Proinnsias Breathnach said...

@Steve Daley
I didn’t really go into the reasons why TNCs come to Ireland in my piece, which is mainly devoted to demonstrating that labour costs are not among these reasons. The ability to exploit Ireland’s low corporate tax regime via transfer price manipulation is obviously a major factor here. Most pharmaceuticals firms operating here, as well as other firms such as Microsoft and Google, are extremely profitable (via monopolistic positions in segmented markets) which makes Ireland a very attractive location from this point of view. Electronics hardware is much more competitive – especially since China entered the market – so Ireland’s tax regime is less significant as a locational factor, especially at the more routine end of the sector which has largely disappeared in recent years.

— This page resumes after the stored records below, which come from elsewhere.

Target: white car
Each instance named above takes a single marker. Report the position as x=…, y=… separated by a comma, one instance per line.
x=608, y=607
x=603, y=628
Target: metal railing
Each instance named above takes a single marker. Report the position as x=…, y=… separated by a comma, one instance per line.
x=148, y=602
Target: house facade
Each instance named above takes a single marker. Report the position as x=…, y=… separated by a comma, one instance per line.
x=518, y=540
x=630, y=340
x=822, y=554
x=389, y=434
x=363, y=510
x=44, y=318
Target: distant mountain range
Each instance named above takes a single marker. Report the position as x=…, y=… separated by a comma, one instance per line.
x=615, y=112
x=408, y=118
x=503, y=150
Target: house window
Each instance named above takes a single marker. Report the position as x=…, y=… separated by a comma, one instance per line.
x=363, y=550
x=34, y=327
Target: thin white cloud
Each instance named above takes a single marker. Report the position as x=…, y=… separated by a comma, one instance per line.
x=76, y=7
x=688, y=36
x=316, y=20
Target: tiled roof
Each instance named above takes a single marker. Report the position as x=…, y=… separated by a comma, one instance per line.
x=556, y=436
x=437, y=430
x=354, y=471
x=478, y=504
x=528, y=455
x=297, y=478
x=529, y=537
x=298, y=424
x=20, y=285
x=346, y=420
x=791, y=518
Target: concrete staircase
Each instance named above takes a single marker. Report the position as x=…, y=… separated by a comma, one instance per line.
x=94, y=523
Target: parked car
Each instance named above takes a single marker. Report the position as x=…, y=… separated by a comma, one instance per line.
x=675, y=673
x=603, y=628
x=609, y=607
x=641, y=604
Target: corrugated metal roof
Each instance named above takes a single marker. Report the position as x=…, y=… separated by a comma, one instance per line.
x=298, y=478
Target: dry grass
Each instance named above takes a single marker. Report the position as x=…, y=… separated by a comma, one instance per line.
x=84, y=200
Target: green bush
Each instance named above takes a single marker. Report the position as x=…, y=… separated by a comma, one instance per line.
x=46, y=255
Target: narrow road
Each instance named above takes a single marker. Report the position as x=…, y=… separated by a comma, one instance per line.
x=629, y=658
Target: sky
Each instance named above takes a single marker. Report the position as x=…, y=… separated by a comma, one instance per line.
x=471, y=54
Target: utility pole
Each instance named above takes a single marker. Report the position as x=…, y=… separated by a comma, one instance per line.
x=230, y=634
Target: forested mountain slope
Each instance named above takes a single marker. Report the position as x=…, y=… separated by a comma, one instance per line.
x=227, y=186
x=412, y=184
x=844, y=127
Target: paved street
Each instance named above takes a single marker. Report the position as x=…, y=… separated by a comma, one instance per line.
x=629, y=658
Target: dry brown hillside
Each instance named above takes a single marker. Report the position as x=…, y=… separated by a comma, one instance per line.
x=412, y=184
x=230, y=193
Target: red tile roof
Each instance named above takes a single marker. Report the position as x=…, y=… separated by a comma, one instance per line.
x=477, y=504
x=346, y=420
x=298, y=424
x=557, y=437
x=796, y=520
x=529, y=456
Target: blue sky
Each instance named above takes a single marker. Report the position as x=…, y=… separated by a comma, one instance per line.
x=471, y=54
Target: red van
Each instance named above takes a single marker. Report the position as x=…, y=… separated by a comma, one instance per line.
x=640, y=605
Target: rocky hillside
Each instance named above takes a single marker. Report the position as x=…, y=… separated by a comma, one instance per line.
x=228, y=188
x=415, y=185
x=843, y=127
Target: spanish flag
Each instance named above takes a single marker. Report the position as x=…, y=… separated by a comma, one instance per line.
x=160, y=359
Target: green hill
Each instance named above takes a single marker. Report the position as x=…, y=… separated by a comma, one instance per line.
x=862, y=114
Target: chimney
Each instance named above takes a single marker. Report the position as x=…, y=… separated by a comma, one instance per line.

It is very difficult to calculate the extent to which TNC output is exaggerated through transfer pricing (not least because of the monopolistic positions of the main actors involved which means that open market prices do not apply), but the scale of the annual profit outflow indicates that it is very large. At the same time, to the extent that the scale of imported profits is proportional to the level of real production in Ireland, then the trend over time in declared output levels should parallel trends in real output in the Irish operations. In other words, say the pharmaceutical sector was routinely boosting its declared output level by 30 per cent through transfer price manipulation, then a year-on-year growth of ten per cent in declared output would involve a ten per cent growth in production in the sector’s Irish plants and a ten per cent growth in the volume of imported profit which is added to the latter to give the total declared output growth. What I am saying here is that the strong reported growth in TNC exports is not just a function of transfer pricing, but represents real growth in TNC operations in Ireland.

This, incidentally, does not apply to the worrying recent growth in foreign firms setting up brass-plate “virtual” headquarters in Ireland which, to my view, is bringing Ireland into disrepute among the global business community and among governments elsewhere.

Paul Hunt said...

@Proinnsias,

Many thanks for your thoughtful and considered response. The issue I have been banging on about, here and elsewhere, for some time is that we have been successful at leveraging our position at the intersection of the trans-Atlantic economic space defined by the US and UK and that defined by the EU single market, but there have to be doubts about our ability to leverage this any further - or, indeed, to sustain it.

Despite having a Democratic Party president the Neocons still rule the roost in the US. The US's ability to project military power is running into the ground in Afghanistan; its ability to project political power died in Tahrir Square in Cairo. The persistence of domestic unemployment will forge an inward-looking and isolationist US. It has gone through these bouts during its history.

This does not augur well for further US FDI in Ireland - or for increased rational economic engagement with the EU in general. The slow, but building, political pressure in the EU to rein in the forces of global financial capitalism will discourage US engagement in this area - which might not be a bad thing - but it will have knock-on effects in other sectors where more economic engagement would be beneficial.

Britain is in terminal decline and disengaging ever more from the EU. Core EZ politicians, in dread of thier voters, are playing low politics attacking Ireland's low CT rate. However, in addition to its attempt to impose fiscal discipline on the EZ, Germany has a strategic vision for the EU as an exporter of high value, high knowledge-content goods and services to the energing economies in the G20. It is pursuing this strategy successfully and its neighbours are happy to be - or see no voable alternative to being - economically alligned to this strategy. Ireland is not engaged with this - and by virtue of distance and previous policy has decided not to be engaged.

The key question is: should we? And in considering this question calmly and rationally we should eschew the German-bashing by some in politcial circles and the media.